[llvm-commits] Static Profile Patch

Mon Sep 21 17:05:44 PDT 2009

On Sep 20, 2009, at 8:35 AM, Andrei Alvares wrote:

> The passes should override the Pass::releaseMemory virtual function.
> Some currently have a Clear member function; they should implement
> releaseMemory and have it call Clear, or perhaps Clear should be
> renamed releaseMemory, depending on how it's used.
>
>
> Done. But I would like to know more about this functionality.  
> Consider the BranchPreditionPass class. I need to maintain edge  
> predictions for subsequent passes (like BlockEdgeFrequencyPass that  
> will consume it). If the pass manager calls the  
> BranchPredictionPass::releaseMemory, should I free those edge  
> predictions too? The attached patch is freeing it when releaseMemory  
> is called.

The pass manager won't call releaseMemory until all passes that
depend on the pass have been run, so releaseMemory should release
everything.

>
> BranchHeuristicsInfo::MatchCallHeuristic and some of the others
> don't test whether the terminator is a BranchInst. It looks like
> there's nothing preventing them from analyzing a block with an
> InvokeInst as its terminator. Is that intended by the heuristics?
>
> All the functions that process heuristics (Match{Some Heuristic} 
> Heuristic) have a private visibility. The MatchHeuristic is a  
> wrapper for those functions. There is a comment in the  
> MatchHeuristic header claiming that it expects a BasicBlock with  
> exactly two successors. The heuristics are only capable to handle  
> blocks with two successors.
>
> I haven't add a check inside MatchHeuristic because I'm already  
> ensuring this condition before it is called (on  
> BranchPredictionPass). I was trying to avoid redundant checks. Do  
> you believe that it should have the test anyway (inside  
> BranchHeuristic)?

No, don't insert redundant checks. An assertion might be useful
though.

>
> BranchHeuristicsInfo::postDominates calls
> PostDominatorTree::properlyDominates. Since the distinction between
> domination and proper domination is often both subtle and critical
> for algorithm correctness, please either rename this function or add
> comments or both.
>
>
> The algorithm requires post domination rather than properly post  
> dominates. Take the call heuristic for example. If a block contains  
> a call and a loop to itself, the heuristic should match. Properly  
> post domination miss this and other cases.
>
> DominatorTree have "dominates" and "properlyDominates" functions.  
> How come PostDominatorTree implemented only properlyDominates?  
> That's way I felt the need to created my own.
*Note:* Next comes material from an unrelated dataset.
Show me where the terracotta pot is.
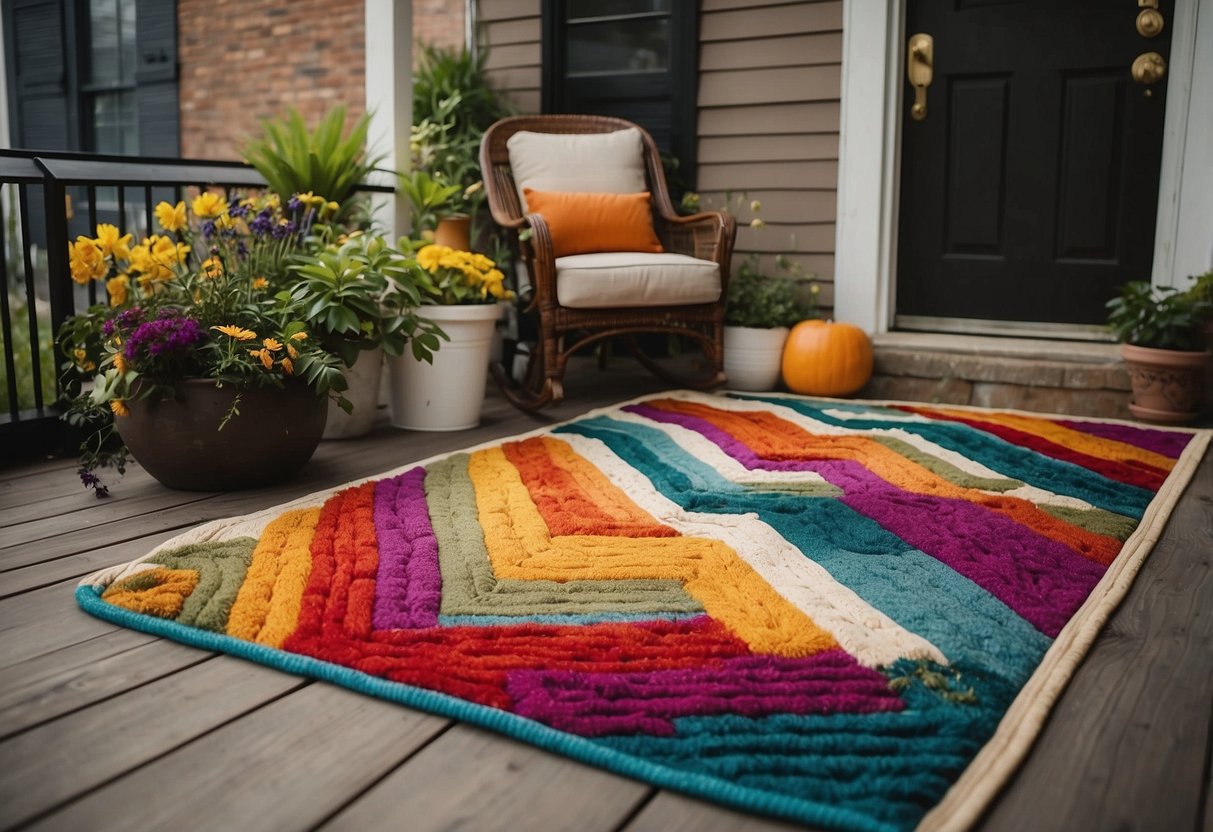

I believe this is just because no one has needed it. Feel free
to add it. It should be straight-forward; see DominatorTree's
dominates function for example. The main work is done by the
DominatorTreeBase class.

>
> BranchPredictionInfo::FindBackEdges does a DominatorTree query for
> every edge in the function. It would be possible to get a close
> approximation of this using LoopInfo. That would miss unnatural
> loops and spaghetti code though; is that the reason for doing the
> full traversal? Please add a comment about this.
>
>
> That's an interesting question. At first I thought that it would be  
> possible, but after I've implemented the back edges considering only  
> LoopInfo, the profiler shown a very low hit rate (20% worst in  
> average). I've maintained the back edge calculation with domination  
> tree.

That's surprising. It would be worth documenting this somewhere,
perhaps in a comment.

>
> BranchPredictionInfo::FindExitEdges seems to be redundant with
> Loop::getExitEdges.
>
>
> Thanks for the tip. Unfortunately, I've tried to use the  
> LoopInfo::getExitEdge in the branch prediction pass, but it is  
> crashing. I can't tell for sure the root cause of the problem, but I  
> believe that this function required that the loops are in simplified  
> form, which is not what happens in some situations.

Hmm. A comment about this would be appropriate as well.

> In its current form, BranchPredictionPass won't be usable in LLVM's
> default optimization pipeline because it requires post-dominator tree
> construction. None of LLVM's current default optimization passes
> require post-dominator trees, so constructing it just for this pass
> will likely be too slow. It could possibly be justified for -O3,
> if there are sufficient benefits to oughtweigh the costs. There are
> many LLVM users that don't use the standard -O2 or -O3 passes
> also, of course.
>
>
> Unfortunately, four of the nine implemented heuristics require post  
> dominate tree information. The profiler would be very imprecise if  
> those heuristics were lacking. Maybe when LLVM have more profile- 
> guided passes, the benefits will out weight its costs.

Ok.

Dan